To make it visible, the following sequence of graphics will demonstrate a sample 5-year progression using a security communications device that we've all become accustomed to seeing perched on the customer side of
the grocery store checkout lane. Namely, that's the ATM card reader we use to swipe our ATM and credit cards when we purchase groceries, hardware, clothing, etc.
Whether or not you are purchasing something in the mall, the ATM card swipe device is technology we've all come to expect. We understand that
cryptic little messages it presents asking us if we want cash back and other choices.
The initial form of a national ID card could very likely be designed around these very devices because they are installed all across America, completely networked, completely functional, and this system is proven,
tested and trusted.
So in this example we will soon see that in 2001, another massive catastrophic attack by bioterrorists has prompted Congress to create a national ID card system in the hope that it can help make things more
secure by tracking possible terrorists.
2001 — Just Getting Started
From a technology standpoint, the first year will move slowly because it will be a year devoted more to paper form enrollments and to educating the public in general.
Once the new national ID system has been announced, application forms will be available in banks, post offices and government buildings.
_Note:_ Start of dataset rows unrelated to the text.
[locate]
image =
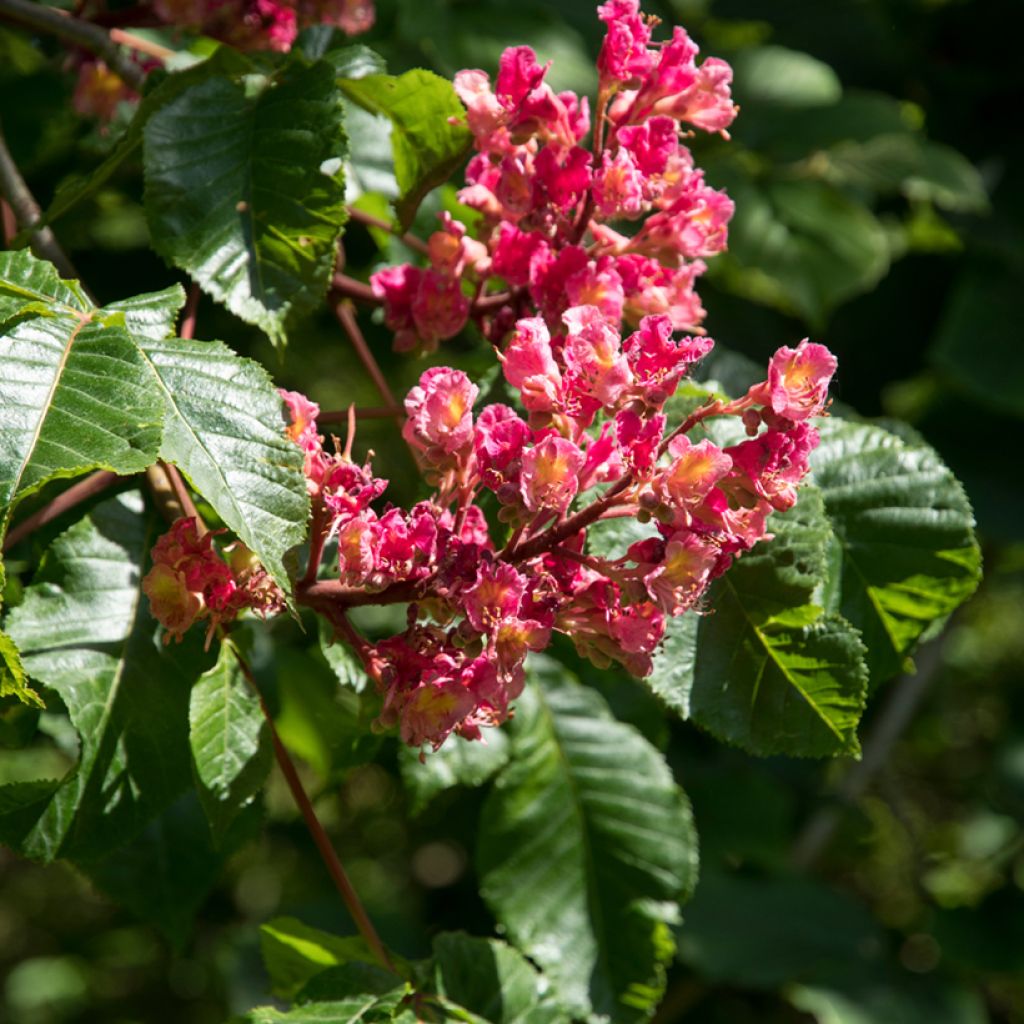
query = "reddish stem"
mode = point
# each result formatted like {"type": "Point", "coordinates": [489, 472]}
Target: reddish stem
{"type": "Point", "coordinates": [343, 310]}
{"type": "Point", "coordinates": [320, 837]}
{"type": "Point", "coordinates": [352, 289]}
{"type": "Point", "coordinates": [9, 223]}
{"type": "Point", "coordinates": [75, 495]}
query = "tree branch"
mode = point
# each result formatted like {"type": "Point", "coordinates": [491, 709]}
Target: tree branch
{"type": "Point", "coordinates": [328, 854]}
{"type": "Point", "coordinates": [26, 209]}
{"type": "Point", "coordinates": [56, 23]}
{"type": "Point", "coordinates": [75, 495]}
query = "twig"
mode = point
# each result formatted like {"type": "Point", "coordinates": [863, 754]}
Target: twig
{"type": "Point", "coordinates": [188, 318]}
{"type": "Point", "coordinates": [9, 223]}
{"type": "Point", "coordinates": [350, 288]}
{"type": "Point", "coordinates": [361, 217]}
{"type": "Point", "coordinates": [320, 837]}
{"type": "Point", "coordinates": [346, 317]}
{"type": "Point", "coordinates": [75, 495]}
{"type": "Point", "coordinates": [145, 46]}
{"type": "Point", "coordinates": [904, 697]}
{"type": "Point", "coordinates": [56, 23]}
{"type": "Point", "coordinates": [25, 207]}
{"type": "Point", "coordinates": [366, 413]}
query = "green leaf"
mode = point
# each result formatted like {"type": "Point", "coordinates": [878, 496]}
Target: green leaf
{"type": "Point", "coordinates": [229, 741]}
{"type": "Point", "coordinates": [355, 61]}
{"type": "Point", "coordinates": [161, 89]}
{"type": "Point", "coordinates": [367, 1007]}
{"type": "Point", "coordinates": [165, 873]}
{"type": "Point", "coordinates": [802, 246]}
{"type": "Point", "coordinates": [85, 631]}
{"type": "Point", "coordinates": [904, 164]}
{"type": "Point", "coordinates": [293, 953]}
{"type": "Point", "coordinates": [459, 762]}
{"type": "Point", "coordinates": [244, 189]}
{"type": "Point", "coordinates": [765, 933]}
{"type": "Point", "coordinates": [343, 660]}
{"type": "Point", "coordinates": [985, 304]}
{"type": "Point", "coordinates": [890, 995]}
{"type": "Point", "coordinates": [427, 147]}
{"type": "Point", "coordinates": [586, 846]}
{"type": "Point", "coordinates": [75, 394]}
{"type": "Point", "coordinates": [117, 393]}
{"type": "Point", "coordinates": [788, 78]}
{"type": "Point", "coordinates": [492, 980]}
{"type": "Point", "coordinates": [13, 681]}
{"type": "Point", "coordinates": [904, 554]}
{"type": "Point", "coordinates": [765, 669]}
{"type": "Point", "coordinates": [153, 314]}
{"type": "Point", "coordinates": [224, 430]}
{"type": "Point", "coordinates": [327, 725]}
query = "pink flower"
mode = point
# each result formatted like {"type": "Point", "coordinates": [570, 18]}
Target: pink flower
{"type": "Point", "coordinates": [550, 475]}
{"type": "Point", "coordinates": [495, 597]}
{"type": "Point", "coordinates": [676, 585]}
{"type": "Point", "coordinates": [708, 102]}
{"type": "Point", "coordinates": [695, 469]}
{"type": "Point", "coordinates": [619, 186]}
{"type": "Point", "coordinates": [518, 75]}
{"type": "Point", "coordinates": [651, 144]}
{"type": "Point", "coordinates": [560, 178]}
{"type": "Point", "coordinates": [624, 53]}
{"type": "Point", "coordinates": [597, 284]}
{"type": "Point", "coordinates": [775, 462]}
{"type": "Point", "coordinates": [529, 366]}
{"type": "Point", "coordinates": [514, 253]}
{"type": "Point", "coordinates": [798, 380]}
{"type": "Point", "coordinates": [593, 355]}
{"type": "Point", "coordinates": [439, 410]}
{"type": "Point", "coordinates": [657, 361]}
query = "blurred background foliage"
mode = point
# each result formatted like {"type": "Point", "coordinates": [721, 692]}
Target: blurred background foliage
{"type": "Point", "coordinates": [878, 175]}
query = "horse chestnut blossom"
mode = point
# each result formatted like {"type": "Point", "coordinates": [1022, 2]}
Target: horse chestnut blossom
{"type": "Point", "coordinates": [546, 239]}
{"type": "Point", "coordinates": [264, 25]}
{"type": "Point", "coordinates": [596, 445]}
{"type": "Point", "coordinates": [190, 582]}
{"type": "Point", "coordinates": [595, 331]}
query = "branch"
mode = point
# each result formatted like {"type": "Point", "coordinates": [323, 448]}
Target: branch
{"type": "Point", "coordinates": [343, 310]}
{"type": "Point", "coordinates": [320, 837]}
{"type": "Point", "coordinates": [25, 207]}
{"type": "Point", "coordinates": [56, 23]}
{"type": "Point", "coordinates": [904, 698]}
{"type": "Point", "coordinates": [75, 495]}
{"type": "Point", "coordinates": [369, 220]}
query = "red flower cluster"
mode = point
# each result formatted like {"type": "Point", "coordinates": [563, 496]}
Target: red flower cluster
{"type": "Point", "coordinates": [264, 25]}
{"type": "Point", "coordinates": [477, 606]}
{"type": "Point", "coordinates": [547, 203]}
{"type": "Point", "coordinates": [189, 582]}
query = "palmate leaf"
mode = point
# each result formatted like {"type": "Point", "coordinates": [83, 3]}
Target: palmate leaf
{"type": "Point", "coordinates": [294, 953]}
{"type": "Point", "coordinates": [492, 980]}
{"type": "Point", "coordinates": [229, 741]}
{"type": "Point", "coordinates": [75, 394]}
{"type": "Point", "coordinates": [903, 554]}
{"type": "Point", "coordinates": [13, 682]}
{"type": "Point", "coordinates": [166, 871]}
{"type": "Point", "coordinates": [119, 393]}
{"type": "Point", "coordinates": [765, 668]}
{"type": "Point", "coordinates": [244, 189]}
{"type": "Point", "coordinates": [586, 846]}
{"type": "Point", "coordinates": [224, 430]}
{"type": "Point", "coordinates": [427, 146]}
{"type": "Point", "coordinates": [85, 631]}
Most of
the sign-ups for the new national ID card will happen in the banks, which will see this as an excellent way for them to avoid the expense of printing checks and ATM cards.
We will most likely receive a national ID form application with our next bank statement, along with a nice letter from the bank explaining to us the various
features and benefits, including the fact that their ATM machines been tested and are fully compliant with the new national ID system.